Now we know that it will never work and that all we see about us, though it sometimes has value in a limited, earthly sense, is nevertheless passing away and will one day be completely forgotten. Our houses will be gone; our televisions will be gone; our beautiful furniture and cars and bank accounts (even our IRAs and Keoghs) will have passed away. So these tangible things no longer have any real hold on us. We have died to them, and in their place we have been made alive to God, who is intangible, invisible, and eternal, and of greater reality and substance than anything else we can imagine.
Therefore, we know ourselves to be only pilgrims here. We are passing through. Like Abraham, we are “looking forward to the city with foundations, whose architect and builder is God” (Heb. 11:10).
Where do we go from here? Do we continue in a life of sin so that, as we might piously choose to put it, grace may increase? Or do we choose the other path, the path of God-like conduct? By now we should be able to see that there is no true alternative. The life of sin is what we have died to. There is no going back for us, any more than Jesus could go back to suffer and die for sin again. But if there is no going back—if that possibility has been eliminated—there is no direction for us to go but forward.
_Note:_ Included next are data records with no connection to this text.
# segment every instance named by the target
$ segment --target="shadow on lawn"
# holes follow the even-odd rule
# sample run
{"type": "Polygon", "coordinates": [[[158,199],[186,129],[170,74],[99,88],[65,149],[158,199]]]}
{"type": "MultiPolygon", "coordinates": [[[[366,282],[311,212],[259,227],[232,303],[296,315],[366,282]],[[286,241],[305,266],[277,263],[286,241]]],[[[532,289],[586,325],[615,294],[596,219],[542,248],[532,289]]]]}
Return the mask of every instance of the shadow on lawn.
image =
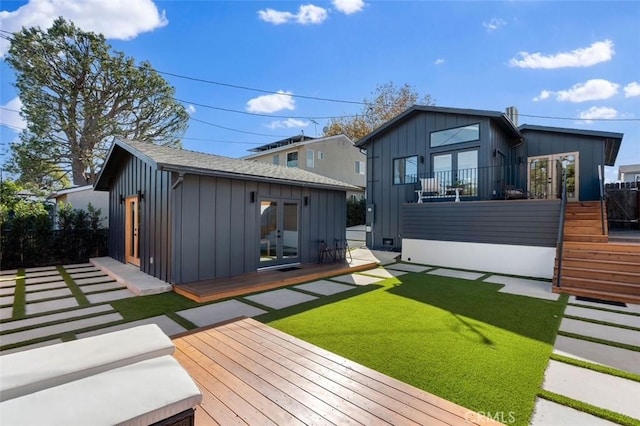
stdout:
{"type": "Polygon", "coordinates": [[[502,285],[481,281],[422,274],[407,274],[397,280],[400,283],[386,291],[450,312],[487,345],[492,341],[468,319],[552,345],[566,305],[566,298],[549,301],[499,293],[502,285]]]}

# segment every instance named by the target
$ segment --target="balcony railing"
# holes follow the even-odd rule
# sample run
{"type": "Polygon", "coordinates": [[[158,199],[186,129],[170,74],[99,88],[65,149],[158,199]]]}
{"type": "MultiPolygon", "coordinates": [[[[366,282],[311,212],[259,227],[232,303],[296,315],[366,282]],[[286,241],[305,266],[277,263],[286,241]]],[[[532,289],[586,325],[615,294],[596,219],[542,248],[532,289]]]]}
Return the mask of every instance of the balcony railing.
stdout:
{"type": "MultiPolygon", "coordinates": [[[[561,196],[561,175],[539,163],[447,170],[407,176],[407,201],[554,199],[561,196]]],[[[575,179],[567,178],[575,192],[575,179]]]]}

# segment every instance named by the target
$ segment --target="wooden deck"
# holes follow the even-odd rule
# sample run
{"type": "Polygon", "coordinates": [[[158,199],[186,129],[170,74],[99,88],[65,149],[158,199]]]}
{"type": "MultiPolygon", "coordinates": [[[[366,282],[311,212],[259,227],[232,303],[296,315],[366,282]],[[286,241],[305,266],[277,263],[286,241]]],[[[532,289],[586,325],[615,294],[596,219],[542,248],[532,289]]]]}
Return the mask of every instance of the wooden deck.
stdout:
{"type": "Polygon", "coordinates": [[[347,262],[309,263],[296,265],[292,270],[286,270],[288,269],[287,265],[283,265],[280,269],[285,269],[284,271],[269,269],[233,277],[176,284],[173,286],[173,291],[198,303],[203,303],[336,275],[366,271],[377,266],[378,264],[375,262],[356,261],[355,259],[351,264],[347,262]]]}
{"type": "Polygon", "coordinates": [[[197,425],[499,424],[252,319],[173,342],[197,425]]]}

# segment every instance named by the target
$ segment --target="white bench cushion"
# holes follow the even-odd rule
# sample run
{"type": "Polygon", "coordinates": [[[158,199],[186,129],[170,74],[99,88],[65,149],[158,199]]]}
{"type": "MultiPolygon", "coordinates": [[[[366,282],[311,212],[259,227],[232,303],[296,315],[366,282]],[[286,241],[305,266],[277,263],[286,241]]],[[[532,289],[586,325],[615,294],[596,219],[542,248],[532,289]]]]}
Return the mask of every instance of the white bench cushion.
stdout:
{"type": "Polygon", "coordinates": [[[0,356],[0,401],[163,355],[173,343],[155,324],[0,356]]]}
{"type": "Polygon", "coordinates": [[[189,374],[163,356],[0,402],[0,419],[3,426],[149,425],[201,401],[189,374]]]}

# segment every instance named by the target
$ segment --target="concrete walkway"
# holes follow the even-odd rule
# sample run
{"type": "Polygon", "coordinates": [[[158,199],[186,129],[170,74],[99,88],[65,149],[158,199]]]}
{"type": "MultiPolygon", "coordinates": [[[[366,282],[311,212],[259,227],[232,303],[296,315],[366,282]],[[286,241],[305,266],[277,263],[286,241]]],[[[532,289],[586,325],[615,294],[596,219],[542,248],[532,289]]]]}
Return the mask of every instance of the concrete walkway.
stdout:
{"type": "MultiPolygon", "coordinates": [[[[637,312],[637,305],[616,307],[597,302],[583,304],[575,298],[569,302],[553,352],[583,362],[640,374],[640,352],[612,346],[610,343],[632,345],[640,350],[640,316],[634,314],[637,312]],[[563,332],[571,333],[573,337],[562,335],[563,332]],[[580,337],[595,338],[600,340],[600,343],[580,337]]],[[[640,382],[550,360],[542,387],[555,394],[624,414],[640,422],[640,382]]],[[[578,409],[538,399],[531,424],[537,426],[612,423],[578,409]]]]}

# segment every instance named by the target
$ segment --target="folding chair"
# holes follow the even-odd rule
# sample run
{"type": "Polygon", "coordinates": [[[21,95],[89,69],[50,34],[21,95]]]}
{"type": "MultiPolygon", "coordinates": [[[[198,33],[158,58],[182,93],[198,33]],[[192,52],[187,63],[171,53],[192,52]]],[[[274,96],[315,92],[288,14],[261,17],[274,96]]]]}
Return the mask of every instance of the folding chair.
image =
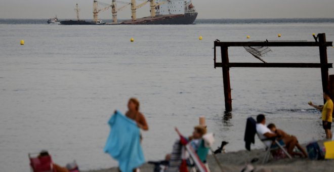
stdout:
{"type": "MultiPolygon", "coordinates": [[[[258,136],[259,136],[258,135],[258,136]]],[[[260,139],[260,137],[259,137],[259,138],[260,139]]],[[[269,158],[270,157],[270,155],[271,155],[271,152],[272,151],[277,150],[279,150],[279,149],[282,150],[282,151],[285,154],[285,155],[286,156],[287,156],[287,157],[289,159],[292,159],[292,157],[291,156],[291,155],[290,155],[290,154],[288,153],[287,153],[287,152],[286,151],[285,149],[284,149],[284,148],[283,147],[285,145],[281,145],[281,144],[279,143],[279,142],[276,139],[276,138],[274,138],[273,139],[264,139],[264,140],[261,140],[260,139],[260,140],[266,146],[266,149],[267,150],[267,152],[266,153],[266,155],[265,156],[264,158],[263,158],[262,163],[264,164],[266,162],[268,162],[268,161],[269,160],[269,158]],[[268,140],[272,141],[272,143],[270,145],[270,146],[269,146],[269,147],[264,143],[265,141],[268,141],[268,140]],[[274,147],[274,148],[272,147],[272,146],[274,145],[274,143],[276,144],[278,146],[278,147],[274,147]]]]}

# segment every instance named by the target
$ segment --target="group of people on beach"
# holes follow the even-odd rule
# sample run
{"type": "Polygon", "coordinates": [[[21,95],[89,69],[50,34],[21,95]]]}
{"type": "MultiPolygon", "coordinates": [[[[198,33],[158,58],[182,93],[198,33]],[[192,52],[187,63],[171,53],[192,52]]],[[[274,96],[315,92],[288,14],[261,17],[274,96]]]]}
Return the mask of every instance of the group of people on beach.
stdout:
{"type": "MultiPolygon", "coordinates": [[[[333,102],[330,98],[329,94],[327,92],[323,93],[323,98],[326,100],[326,103],[323,106],[316,106],[312,102],[308,103],[311,106],[319,110],[322,111],[322,120],[323,129],[325,130],[326,138],[330,139],[332,138],[332,133],[330,131],[332,122],[332,113],[333,112],[333,102]]],[[[128,103],[129,110],[126,115],[135,120],[138,126],[144,131],[148,130],[148,125],[144,116],[139,112],[139,102],[136,98],[131,98],[128,103]]],[[[282,130],[278,129],[274,123],[270,123],[266,125],[266,118],[264,115],[259,114],[257,116],[256,132],[259,138],[263,141],[266,145],[268,147],[275,146],[275,143],[273,142],[273,139],[276,139],[281,145],[284,145],[287,152],[293,156],[299,156],[306,158],[308,154],[298,142],[297,138],[293,135],[287,134],[282,130]],[[294,151],[295,148],[297,147],[299,152],[294,151]]],[[[176,131],[180,136],[177,128],[176,131]]],[[[194,127],[192,136],[187,139],[190,142],[190,145],[196,150],[199,147],[199,140],[200,140],[203,136],[206,133],[206,125],[199,125],[194,127]],[[205,125],[205,126],[204,126],[205,125]]],[[[141,140],[142,138],[141,136],[141,140]]],[[[277,145],[276,146],[277,146],[277,145]]],[[[170,159],[170,154],[166,156],[166,160],[170,159]]]]}
{"type": "MultiPolygon", "coordinates": [[[[330,130],[332,120],[332,113],[333,113],[334,106],[328,93],[324,92],[323,98],[326,100],[326,102],[323,106],[315,105],[311,102],[309,102],[308,104],[310,106],[322,111],[322,126],[325,131],[326,138],[330,139],[332,138],[332,133],[330,130]]],[[[139,128],[143,131],[148,131],[149,127],[145,117],[139,111],[139,101],[136,98],[130,98],[128,103],[128,110],[126,113],[126,116],[134,120],[139,128]]],[[[195,152],[197,154],[200,161],[203,163],[205,163],[206,157],[209,149],[207,148],[205,148],[203,146],[204,143],[202,138],[207,133],[207,126],[205,123],[205,119],[204,119],[203,121],[203,120],[201,121],[200,118],[199,125],[194,126],[194,132],[192,136],[189,137],[184,137],[177,127],[175,128],[175,130],[181,138],[181,142],[182,142],[182,138],[184,138],[187,143],[189,143],[195,152]],[[202,149],[203,148],[204,149],[202,149]],[[201,149],[202,149],[199,151],[201,149]]],[[[266,125],[266,117],[264,114],[259,114],[257,116],[256,127],[256,133],[257,133],[259,139],[267,147],[277,147],[277,145],[275,145],[279,144],[285,146],[287,153],[293,156],[304,158],[308,157],[307,153],[305,149],[300,145],[296,136],[288,134],[283,130],[277,128],[274,123],[270,123],[268,125],[266,125]],[[276,140],[278,142],[273,142],[273,140],[276,140]],[[276,143],[277,143],[276,144],[276,143]],[[294,151],[295,147],[298,148],[299,152],[294,151]]],[[[143,139],[141,134],[140,134],[140,142],[141,143],[143,139]]],[[[47,152],[41,152],[39,156],[43,157],[46,155],[48,155],[47,152]]],[[[165,161],[167,162],[170,161],[171,156],[171,154],[169,154],[166,155],[165,161]]],[[[188,163],[188,161],[187,163],[188,163]]],[[[59,171],[67,172],[69,171],[66,168],[61,167],[56,164],[54,164],[54,166],[59,171]]],[[[137,169],[134,169],[133,171],[136,171],[137,170],[137,169]]]]}
{"type": "MultiPolygon", "coordinates": [[[[331,122],[333,105],[330,99],[329,93],[323,93],[323,98],[326,102],[323,106],[317,106],[314,105],[311,102],[308,103],[317,109],[322,111],[321,119],[322,120],[322,127],[325,131],[326,139],[332,139],[331,131],[331,122]]],[[[267,126],[265,125],[266,118],[263,114],[259,114],[257,117],[256,132],[260,139],[263,141],[268,147],[275,146],[275,143],[272,142],[272,139],[277,139],[281,145],[285,145],[287,152],[293,156],[307,157],[308,155],[305,150],[302,148],[298,142],[296,136],[286,134],[281,130],[276,128],[273,123],[270,123],[267,126]],[[300,151],[302,153],[294,152],[295,147],[300,151]]]]}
Some people try to find the key in an intense emotional experience, thinking that if only they can make themselves feel close to God they will become holy. Others try to find sanctification through a special formula or methodology. They think that if they do certain things or follow a certain prescribed ritual they will become holy. But godliness does not come in that way, and, in fact, approaches like these are deceiving. A holy life comes from knowing—I stress that word—knowing that you can’t go back, that you have died to sin and been made alive to God. You are no more able to go back to your old life than an adult to his childhood.
Can an adult become a child or infant again? I suppose, if he wants to hard enough, he can act childish. But he can’t actually become a child again. No more can a true Christian become a non-Christian, and that is the reason grace does not lead to lawless conduct. We cannot go back to sin or even continue in it. There is no way to go but forward.
Why and in what way are we now “able not to sin”?
Why does godliness not come either through an emotional experience or through following a special formula?
Application: In your own life, what are some ways you can specifically apply the biblical truth that we are pilgrims passing through this life?
Key Point: A holy life comes from knowing—I stress that word—knowing that you can’t go back, that you have died to sin and been made alive to God. You are no more able to go back to your old life than an adult to his childhood.